Lopez’s promotion to a higher-profile and more visible job did not surprise people who work with him regularly, as they said he has given a new twist to a role that is often, across the state, occupied by the same person for a long time.
“He’s really sharp and creative,” said Rebecca Olaguibel, who works frequently with Lopez in her job as the city of McAllen’s director of retail development.
The job announcement comes at an inflection point for McAllen’s marketing efforts, as the city continues its aggressive approach to combat what officials here view as negative attention associated with McAllen. Since 2014, McAllen has been a ground zero of sorts for migration from Central America to the United States. International news organizations, politicians and even celebrities and professional athletes have flocked to McAllen.
The conversations resulting from that attention are almost entirely related to immigration issues. Federal laws are such that hundreds of thousands of asylum-seeking migrants have stopped through McAllen shortly after crossing the southern border. The attention on the city may have peaked last summer, when the Trump administration separated thousands of migrant families at the border.
But from the family separations crisis, McAllen officials saw an opportunity, with so much focus on the city, though for reasons mostly out of the city’s control.

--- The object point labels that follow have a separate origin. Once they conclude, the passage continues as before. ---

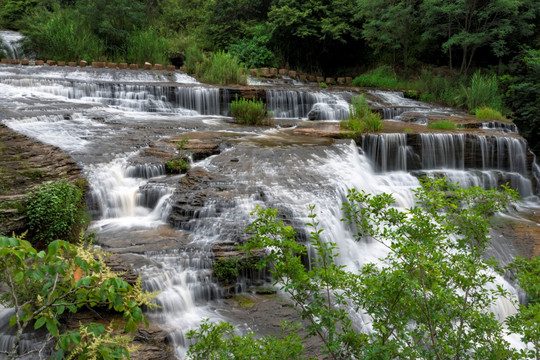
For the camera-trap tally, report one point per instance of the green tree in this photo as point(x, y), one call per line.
point(390, 24)
point(470, 25)
point(43, 286)
point(429, 298)
point(307, 31)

The chamber of commerce, in cooperation with the city, launched a $414,500 advertising campaign in early June 2018. It was not a direct response to the Trump administration’s immigration policy, the McAllen officials said, but the timing aligned.

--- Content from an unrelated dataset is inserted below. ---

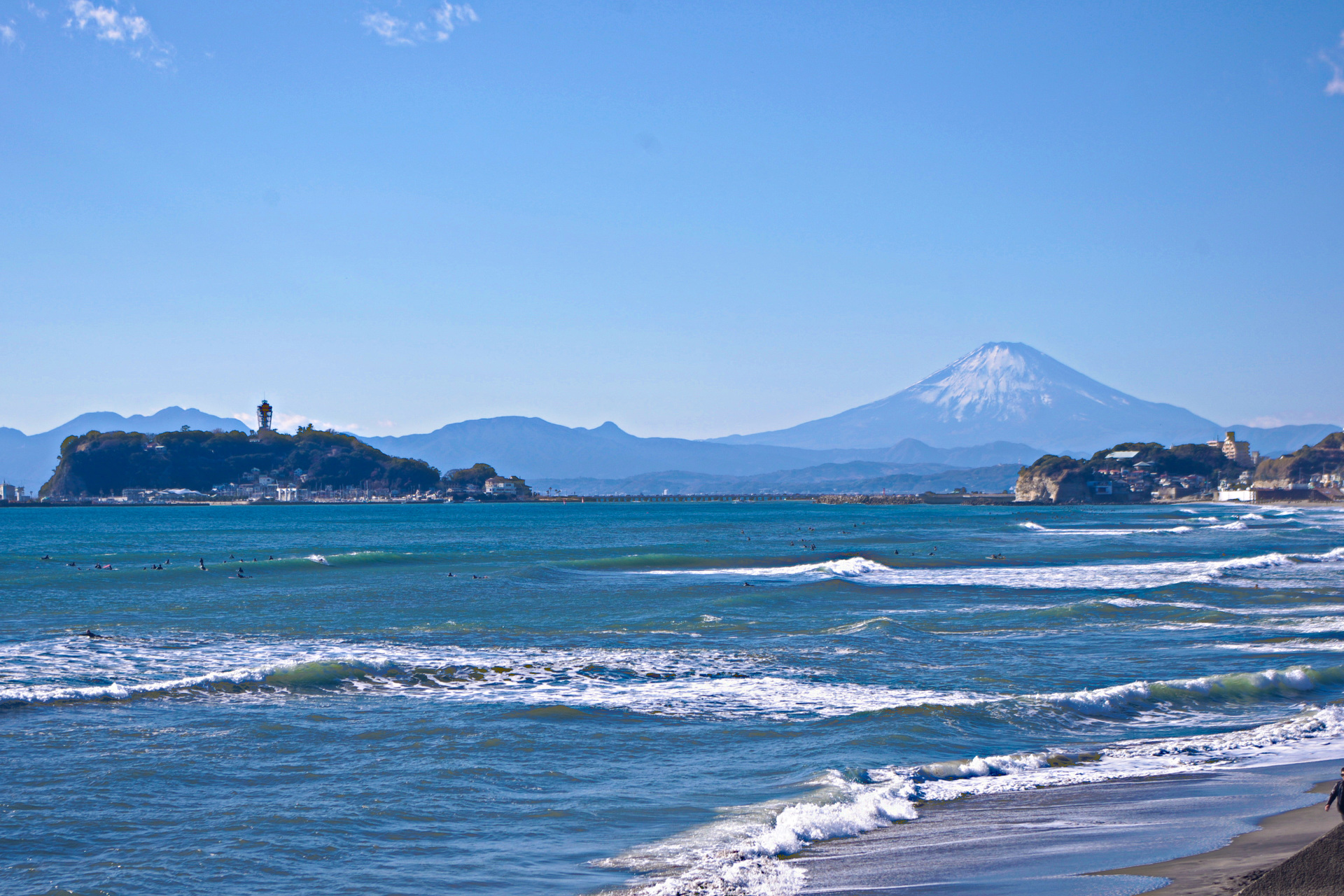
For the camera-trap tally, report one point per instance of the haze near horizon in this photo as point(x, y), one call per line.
point(692, 220)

“It can help deflect some of this negativity that the rest of the world is seeing out there toward our area,” said Nancy Millar at the time, who served as Lopez’s predecessor for more than 20 years and whom Lopez credits for helping him join the chamber.
The advertising campaign featured videos, digital and print advertising promoting McAllen as a destination, which is how the city has tried to brand itself, holding destination-style events that could encourage out of town guests to spend the night and spend money in the city.

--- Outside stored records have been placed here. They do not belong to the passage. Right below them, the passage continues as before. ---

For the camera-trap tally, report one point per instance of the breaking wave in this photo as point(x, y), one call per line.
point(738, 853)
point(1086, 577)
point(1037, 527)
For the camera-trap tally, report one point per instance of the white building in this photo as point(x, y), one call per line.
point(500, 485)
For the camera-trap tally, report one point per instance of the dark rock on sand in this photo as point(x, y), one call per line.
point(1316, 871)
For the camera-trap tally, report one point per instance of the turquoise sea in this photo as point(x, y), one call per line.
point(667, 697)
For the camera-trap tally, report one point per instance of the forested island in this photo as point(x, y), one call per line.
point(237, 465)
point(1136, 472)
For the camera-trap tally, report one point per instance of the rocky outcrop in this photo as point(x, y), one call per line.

The descriptors Ahlenius used when he discussed the 2018 marketing effort is markedly similar to the way Lopez looks at his job.
“I see all the immigration issues as a way to embrace our culture even more,” Lopez said. “How can we utilize our location on the border in the best possible ways?”
He noted the city’s focus on sports tourism, with the new youth baseball complex in north McAllen as an avenue to host tournaments.
“Let’s be the No. 1 destination for international sports,” he said, citing already-held youth baseball tournaments with teams from Texas and Mexico.
He mentioned MXLAN, the inaugural arts and music festival that launched in July, an ambitious endeavor that city officials were cautiously optimistic about but ended in a success of more than 80,000 visitors and scores of music, food and other entertainment. Following the event, the magazine Texas Monthly wrote positively with the headline: “How McAllen’s New Festival Could Change the Valley’s Music Scene.”
Lopez did not run that event or spearhead the idea, but if an event like MXLAN is any indication of the city’s brand, Lopez pointed a younger and ambitious generation in McAllen of which he considered himself a member. He also cited various people under 40 years old who are leading city departments or local non-profit organizations.
The average age in the Rio Grande Valley is 29, and two McAllen city commissioners elected just this year are under 40 years old. One, Commissioner Victor “Seby” Haddad, has known Lopez for decades.
“Bob is always looking to break the mold a little bit,” Haddad said. “If you’ve been around him at any events, he’s extremely passionate about the things going on here.”